When you click on an article that is of interest, you’ll see the original Wikipedia article with a “Translate” button at the bottom. When you click that, you’ll be whisked away to the main Wikipedia interface where you’ll have to log in.
Interestingly, and perhaps crucially, the tool is open-source, with an application program interface (API) available to encourage developers to use the same underlying recommendation engine in third-party apps.
“Over the coming months, we will be monitoring the tool closely to learn more about how it’s being used by editors and how it can be further improved,” said the Wikimedia Foundation, in a blog post. “We are particularly interested in seeing how the tool can be used by larger groups participating in edit-a-thons, meetups, or other outreach events, as a handy solution to generate lists of missing articles.”
So this tool is perhaps less about generating articles than it is about helping existing editors find the best articles to translate — but these recommendations should organically lead to more articles being converted into new languages. And that is the ultimate goal.

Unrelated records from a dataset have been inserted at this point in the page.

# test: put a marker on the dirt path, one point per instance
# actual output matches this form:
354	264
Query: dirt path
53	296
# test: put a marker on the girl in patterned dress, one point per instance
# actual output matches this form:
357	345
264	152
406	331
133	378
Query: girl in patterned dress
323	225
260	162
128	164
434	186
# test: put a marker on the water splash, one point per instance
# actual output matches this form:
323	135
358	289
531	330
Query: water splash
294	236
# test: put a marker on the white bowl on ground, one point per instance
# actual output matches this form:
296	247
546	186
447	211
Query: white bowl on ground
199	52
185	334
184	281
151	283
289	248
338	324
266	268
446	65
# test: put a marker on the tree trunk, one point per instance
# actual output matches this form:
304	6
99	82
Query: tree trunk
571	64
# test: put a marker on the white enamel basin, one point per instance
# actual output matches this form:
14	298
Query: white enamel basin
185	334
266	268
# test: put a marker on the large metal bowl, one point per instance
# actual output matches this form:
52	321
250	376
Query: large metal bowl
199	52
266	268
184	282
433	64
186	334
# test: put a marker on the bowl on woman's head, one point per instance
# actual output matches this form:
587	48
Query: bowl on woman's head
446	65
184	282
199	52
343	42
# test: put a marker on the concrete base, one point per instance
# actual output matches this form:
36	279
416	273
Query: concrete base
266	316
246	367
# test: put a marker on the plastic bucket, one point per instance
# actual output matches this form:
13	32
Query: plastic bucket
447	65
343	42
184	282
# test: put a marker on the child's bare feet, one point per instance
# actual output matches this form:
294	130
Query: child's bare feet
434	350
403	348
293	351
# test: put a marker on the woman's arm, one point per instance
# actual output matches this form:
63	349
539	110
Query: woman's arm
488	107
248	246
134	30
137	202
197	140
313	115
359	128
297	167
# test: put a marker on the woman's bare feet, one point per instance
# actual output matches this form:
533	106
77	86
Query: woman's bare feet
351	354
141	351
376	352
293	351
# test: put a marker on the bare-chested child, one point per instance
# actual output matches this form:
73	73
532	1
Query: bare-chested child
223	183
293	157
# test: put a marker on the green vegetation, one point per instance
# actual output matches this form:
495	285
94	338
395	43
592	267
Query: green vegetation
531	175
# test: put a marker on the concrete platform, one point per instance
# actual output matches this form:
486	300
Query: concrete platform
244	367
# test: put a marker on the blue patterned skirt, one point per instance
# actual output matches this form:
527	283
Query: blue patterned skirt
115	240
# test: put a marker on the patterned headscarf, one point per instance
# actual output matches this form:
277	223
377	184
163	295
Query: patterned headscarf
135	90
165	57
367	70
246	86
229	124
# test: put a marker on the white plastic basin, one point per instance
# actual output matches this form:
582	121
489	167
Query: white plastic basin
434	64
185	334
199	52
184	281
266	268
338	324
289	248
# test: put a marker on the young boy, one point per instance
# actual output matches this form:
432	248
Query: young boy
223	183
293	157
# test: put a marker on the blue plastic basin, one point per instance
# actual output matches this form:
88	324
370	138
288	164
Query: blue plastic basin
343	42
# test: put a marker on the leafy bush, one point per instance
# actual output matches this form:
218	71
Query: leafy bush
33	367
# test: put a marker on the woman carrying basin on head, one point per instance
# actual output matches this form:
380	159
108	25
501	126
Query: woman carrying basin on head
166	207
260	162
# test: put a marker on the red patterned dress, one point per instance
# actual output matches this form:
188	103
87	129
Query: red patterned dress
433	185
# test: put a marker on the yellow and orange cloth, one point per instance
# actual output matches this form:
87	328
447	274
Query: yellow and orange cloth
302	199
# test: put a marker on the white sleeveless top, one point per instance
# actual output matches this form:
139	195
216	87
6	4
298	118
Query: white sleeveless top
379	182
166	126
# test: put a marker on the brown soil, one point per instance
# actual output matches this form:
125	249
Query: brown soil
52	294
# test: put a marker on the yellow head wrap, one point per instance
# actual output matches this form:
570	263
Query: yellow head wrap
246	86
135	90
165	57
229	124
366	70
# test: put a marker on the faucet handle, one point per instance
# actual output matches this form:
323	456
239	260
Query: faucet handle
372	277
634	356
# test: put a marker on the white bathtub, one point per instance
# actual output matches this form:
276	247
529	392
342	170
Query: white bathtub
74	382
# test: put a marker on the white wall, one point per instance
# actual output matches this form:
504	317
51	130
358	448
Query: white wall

According to Wikimedia: “The French Wikipedia may have more than 20,000 articles on individual asteroids, but if you are one of 27 million people speaking Hausa as a first language, Wikipedia doesn’t yet have an entry on the universe.”
And that tells its own story.
The Wikimedia Foundation has already been pushing to surface the best articles and make Wikipedia a go-to destination to for readers, so recommending articles to translate seems the next logical step.